İnsanın çok sevdiği bir sevgilisi varsa, tehlikeli olabilecek kadar uzun bir zamandır birliktelerse, ama evlilik çok büyük, boyu aşan bir kararsa ve insan kararsızsa, ne yapar? İlk dans parçasının, gelinliğin, makyajın, nedimelerin, profesyonel “uu çok kuuuull!” fotoğrafların, balayının, düğün videosunun, eşya alışverişinin, yeni ev dekorasyonunun, bir gecelik dünyanın merkezinde gibi hissetmenin, vintage bir arabanın dikiz aynasına iliştirilmiş somon rengi güllerin ötesine bak ama, öyle söyle.. Devamını biliyor musun? Ben biliyorum.. Neden bu kadar karşı olayım yoksa?
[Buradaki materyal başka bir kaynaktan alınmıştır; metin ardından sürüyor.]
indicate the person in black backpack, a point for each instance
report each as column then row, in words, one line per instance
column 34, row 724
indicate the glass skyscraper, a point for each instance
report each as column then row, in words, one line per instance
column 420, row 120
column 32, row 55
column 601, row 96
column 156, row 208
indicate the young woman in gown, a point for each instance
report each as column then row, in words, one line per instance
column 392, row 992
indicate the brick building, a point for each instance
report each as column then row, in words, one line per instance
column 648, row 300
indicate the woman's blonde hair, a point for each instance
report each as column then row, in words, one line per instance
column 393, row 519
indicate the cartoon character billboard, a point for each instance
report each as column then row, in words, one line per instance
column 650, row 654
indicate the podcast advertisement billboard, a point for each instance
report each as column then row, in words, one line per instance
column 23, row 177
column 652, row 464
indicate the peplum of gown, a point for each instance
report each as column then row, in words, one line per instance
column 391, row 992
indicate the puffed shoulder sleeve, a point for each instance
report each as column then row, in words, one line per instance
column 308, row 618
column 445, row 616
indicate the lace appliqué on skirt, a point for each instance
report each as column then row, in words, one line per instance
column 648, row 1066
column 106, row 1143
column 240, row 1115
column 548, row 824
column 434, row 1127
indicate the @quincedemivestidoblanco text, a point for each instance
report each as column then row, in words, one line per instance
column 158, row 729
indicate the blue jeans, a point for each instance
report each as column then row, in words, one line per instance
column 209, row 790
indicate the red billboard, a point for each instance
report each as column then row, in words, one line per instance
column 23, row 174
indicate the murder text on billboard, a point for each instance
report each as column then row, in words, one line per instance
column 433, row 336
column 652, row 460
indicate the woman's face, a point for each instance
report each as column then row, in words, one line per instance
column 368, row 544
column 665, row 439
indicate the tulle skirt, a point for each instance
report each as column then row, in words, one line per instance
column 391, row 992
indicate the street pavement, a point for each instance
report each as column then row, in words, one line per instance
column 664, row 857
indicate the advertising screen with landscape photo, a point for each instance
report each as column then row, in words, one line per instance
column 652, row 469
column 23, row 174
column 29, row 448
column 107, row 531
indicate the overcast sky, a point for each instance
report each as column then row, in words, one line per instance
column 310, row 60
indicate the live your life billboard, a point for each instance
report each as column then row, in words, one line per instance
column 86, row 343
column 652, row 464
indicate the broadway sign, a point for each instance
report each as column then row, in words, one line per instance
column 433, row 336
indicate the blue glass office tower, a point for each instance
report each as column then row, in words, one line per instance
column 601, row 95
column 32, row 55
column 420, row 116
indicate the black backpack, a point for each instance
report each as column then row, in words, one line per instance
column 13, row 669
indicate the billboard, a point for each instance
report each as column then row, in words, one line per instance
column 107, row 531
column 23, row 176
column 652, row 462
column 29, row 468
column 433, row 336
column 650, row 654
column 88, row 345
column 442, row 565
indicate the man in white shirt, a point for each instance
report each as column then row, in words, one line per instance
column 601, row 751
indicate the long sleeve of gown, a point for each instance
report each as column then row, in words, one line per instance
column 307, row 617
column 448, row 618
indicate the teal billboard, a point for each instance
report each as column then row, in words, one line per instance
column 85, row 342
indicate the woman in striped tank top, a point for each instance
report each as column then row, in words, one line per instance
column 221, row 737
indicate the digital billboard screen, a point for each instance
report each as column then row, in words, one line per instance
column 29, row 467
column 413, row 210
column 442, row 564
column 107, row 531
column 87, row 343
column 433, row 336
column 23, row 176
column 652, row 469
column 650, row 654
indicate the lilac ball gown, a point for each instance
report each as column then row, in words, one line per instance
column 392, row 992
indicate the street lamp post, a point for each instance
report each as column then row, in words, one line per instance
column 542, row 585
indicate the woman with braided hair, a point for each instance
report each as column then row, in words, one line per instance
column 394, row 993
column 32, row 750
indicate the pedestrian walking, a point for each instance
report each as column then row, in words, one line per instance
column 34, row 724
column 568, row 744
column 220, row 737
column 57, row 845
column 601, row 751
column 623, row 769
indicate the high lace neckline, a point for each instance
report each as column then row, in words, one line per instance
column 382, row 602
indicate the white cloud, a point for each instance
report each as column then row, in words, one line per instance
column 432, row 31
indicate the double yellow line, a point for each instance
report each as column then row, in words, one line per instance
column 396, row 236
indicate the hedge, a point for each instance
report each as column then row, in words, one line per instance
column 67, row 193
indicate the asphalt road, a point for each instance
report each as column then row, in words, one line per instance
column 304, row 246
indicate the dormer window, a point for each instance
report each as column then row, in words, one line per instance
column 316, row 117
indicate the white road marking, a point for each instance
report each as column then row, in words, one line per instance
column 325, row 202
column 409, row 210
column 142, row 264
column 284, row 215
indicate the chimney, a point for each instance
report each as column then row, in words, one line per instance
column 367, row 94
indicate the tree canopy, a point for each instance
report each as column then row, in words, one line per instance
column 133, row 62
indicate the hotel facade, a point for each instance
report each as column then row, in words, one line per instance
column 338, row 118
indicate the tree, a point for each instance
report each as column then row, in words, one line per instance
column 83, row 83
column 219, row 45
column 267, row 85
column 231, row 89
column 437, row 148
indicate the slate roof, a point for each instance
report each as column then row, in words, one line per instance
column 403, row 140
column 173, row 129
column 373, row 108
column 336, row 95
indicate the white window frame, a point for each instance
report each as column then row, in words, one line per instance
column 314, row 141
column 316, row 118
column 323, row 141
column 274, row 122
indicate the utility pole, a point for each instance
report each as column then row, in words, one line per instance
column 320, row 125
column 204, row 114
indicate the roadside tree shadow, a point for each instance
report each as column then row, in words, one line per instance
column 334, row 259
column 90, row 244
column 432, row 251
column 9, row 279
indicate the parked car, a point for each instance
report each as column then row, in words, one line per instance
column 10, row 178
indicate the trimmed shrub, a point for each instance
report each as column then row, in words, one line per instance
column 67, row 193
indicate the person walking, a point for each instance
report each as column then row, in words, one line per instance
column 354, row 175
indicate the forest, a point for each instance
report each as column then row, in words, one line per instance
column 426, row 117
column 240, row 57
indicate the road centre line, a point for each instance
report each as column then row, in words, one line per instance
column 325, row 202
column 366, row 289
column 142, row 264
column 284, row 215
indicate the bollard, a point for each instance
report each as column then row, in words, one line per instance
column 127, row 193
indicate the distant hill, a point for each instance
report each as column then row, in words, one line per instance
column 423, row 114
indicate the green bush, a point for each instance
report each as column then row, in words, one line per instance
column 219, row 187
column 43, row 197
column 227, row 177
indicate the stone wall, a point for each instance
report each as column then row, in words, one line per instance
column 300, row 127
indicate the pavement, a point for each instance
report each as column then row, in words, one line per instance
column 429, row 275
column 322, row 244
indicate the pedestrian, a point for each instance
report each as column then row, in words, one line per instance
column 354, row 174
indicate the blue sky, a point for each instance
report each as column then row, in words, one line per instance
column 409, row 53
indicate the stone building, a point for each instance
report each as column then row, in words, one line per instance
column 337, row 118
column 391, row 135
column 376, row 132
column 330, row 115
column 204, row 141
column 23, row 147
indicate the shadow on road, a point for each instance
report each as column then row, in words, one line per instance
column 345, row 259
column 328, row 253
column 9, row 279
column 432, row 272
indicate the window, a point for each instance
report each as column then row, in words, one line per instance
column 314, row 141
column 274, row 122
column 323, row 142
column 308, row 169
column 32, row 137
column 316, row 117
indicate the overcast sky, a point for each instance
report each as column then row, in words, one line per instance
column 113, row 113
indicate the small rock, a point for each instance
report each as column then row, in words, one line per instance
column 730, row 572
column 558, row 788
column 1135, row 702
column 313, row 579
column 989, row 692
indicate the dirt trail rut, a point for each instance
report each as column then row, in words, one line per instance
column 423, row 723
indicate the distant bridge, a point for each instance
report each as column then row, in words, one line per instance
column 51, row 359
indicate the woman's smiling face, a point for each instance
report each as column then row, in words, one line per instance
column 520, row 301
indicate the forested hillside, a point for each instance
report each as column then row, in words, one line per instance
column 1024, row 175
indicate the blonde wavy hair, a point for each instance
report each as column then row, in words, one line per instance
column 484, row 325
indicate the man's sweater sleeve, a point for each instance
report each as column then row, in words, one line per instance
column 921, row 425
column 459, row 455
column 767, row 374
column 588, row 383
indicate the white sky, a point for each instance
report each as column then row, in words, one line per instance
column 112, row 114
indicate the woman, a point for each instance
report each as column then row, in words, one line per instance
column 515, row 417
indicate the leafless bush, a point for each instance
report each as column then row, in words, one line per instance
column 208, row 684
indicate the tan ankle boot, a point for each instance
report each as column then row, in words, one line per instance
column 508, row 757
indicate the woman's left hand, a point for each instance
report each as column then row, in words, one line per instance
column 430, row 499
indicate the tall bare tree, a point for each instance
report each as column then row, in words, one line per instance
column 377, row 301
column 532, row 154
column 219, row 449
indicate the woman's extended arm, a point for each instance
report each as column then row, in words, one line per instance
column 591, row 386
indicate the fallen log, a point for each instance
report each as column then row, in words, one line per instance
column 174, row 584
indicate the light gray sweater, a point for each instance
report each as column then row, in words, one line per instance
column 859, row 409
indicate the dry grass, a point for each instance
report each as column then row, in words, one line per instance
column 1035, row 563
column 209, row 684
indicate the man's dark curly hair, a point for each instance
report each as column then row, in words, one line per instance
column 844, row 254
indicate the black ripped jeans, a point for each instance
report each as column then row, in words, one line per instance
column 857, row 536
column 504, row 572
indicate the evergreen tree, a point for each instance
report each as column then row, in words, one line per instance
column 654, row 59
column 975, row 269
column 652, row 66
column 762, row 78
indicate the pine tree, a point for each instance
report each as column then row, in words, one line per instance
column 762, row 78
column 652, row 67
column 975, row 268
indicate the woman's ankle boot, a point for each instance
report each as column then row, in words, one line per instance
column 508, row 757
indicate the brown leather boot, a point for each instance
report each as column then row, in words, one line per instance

O adam var ya, hani manasızca sırıtıp manalı manalı bakan, hı o işte.. O eve her geldiğinde “ben bir ayaklarımı yıkayıp geliyorum” diyecek.. Tuvalete bir girecek, çıkmayacak, tüm akşamı orada geçirecek, hatta bizim evdeki gibiyse tuvaletin yeri de oturduğu yerden televizyonu görebiliyorsa arada bir kapıyı aralayıp “Aşkım biraz sesini açsana diye seslenecek..  İşten gelirken mesela yapmur yağdı, çorapları ıslandı, o çorapları ıslak ıslak kirliye atmak istemeyecek –düşünceli çocuk- elde de yıkamayacak, kaloriferin üstüne koyacak, sonra yatak odasından kesif bir ayak kokusu yükselecek.. Ters dönmüş hamamböceği gibi oturacak. Birlikte televizyon seyrederken senin poponun olduğu hizada onun kafası olacak, o kocaman ayaklar sehpanın üstünde ne var ne yoksa herşeyi devirecek.. Hani özene bezene gittin aksesuarlar aldın sehpanın üstüne, süper modern lame yuvarlak kafalı sarılan figürler aldın, hıh işte onlar yapıştırıcı tutmaz olacaklar devrilip kırılmaktan. Ergen gibi eline koluna hakim olamayacak.. Sabah sildiğin yeri akşam çamurlayacak.. Bir tanecik iş vereceksin mesela sorumlu olduğu, diyeceksin ki “çöp senden sorulur, aslanımsın, bu çöpü doldu mu sen dışarı at yigidim, kara yağız delikanlım, erkekim benim. Ben karşılığında uyduruk, dandik başka şeyleri yaparım mesela tuvaleti temizlemek, toz almak, yerleri süpürmek, halıları yıkamak, yemek yapmak, bulaşık yıkamak, çamaşır yıkamak, ütü yapmak, banyoyu temizlemek, fayansları silmek, nevresimleri değiştirmek, viledayla kankilik, domestosla hayat arkadaşlığı, cam silmek filan gibi, küçük ve önemsiz şeyleri  ben yaparım. Tek sen şu çöp atma işini yap, zira benim zayıf, güçsüz kollarım dayanmıyor. Sen ne biçim de güçlüsün yaa, kaslara bak, helal olsun, nolursun bana yardım et kaplanım benim.” Sonra bir gün çöpü açacaksın, içinde küften bir yaratıkla karşılaşacaksın, haftalar önce atılmış birşeyler o kadar bozunmuş olacak ki yeni bir yaşam süreci başlamış olacak orada.. O zaman bile diyecek ki “Ne var yaa bunda? Aşkım herşeye takıyorsun ama.” Çöpü atacak, sonra da sabuna merhaba bile demeden gelip saçını, başını okşayacak. Bunların hiçbiri uydurma değil, hepsi hepsi hepsi oldu, olmaya devam ediyor himself ve benim aramda.. Daha evli değilken.. Yazarken bunaldım.. Bir de bu evlenmeden önceki hal, daha ailelerin işin içine girmesiyle oluşacak felaketi bilmiyorum..Yoh anam youuuhhh!! Ben yokum! 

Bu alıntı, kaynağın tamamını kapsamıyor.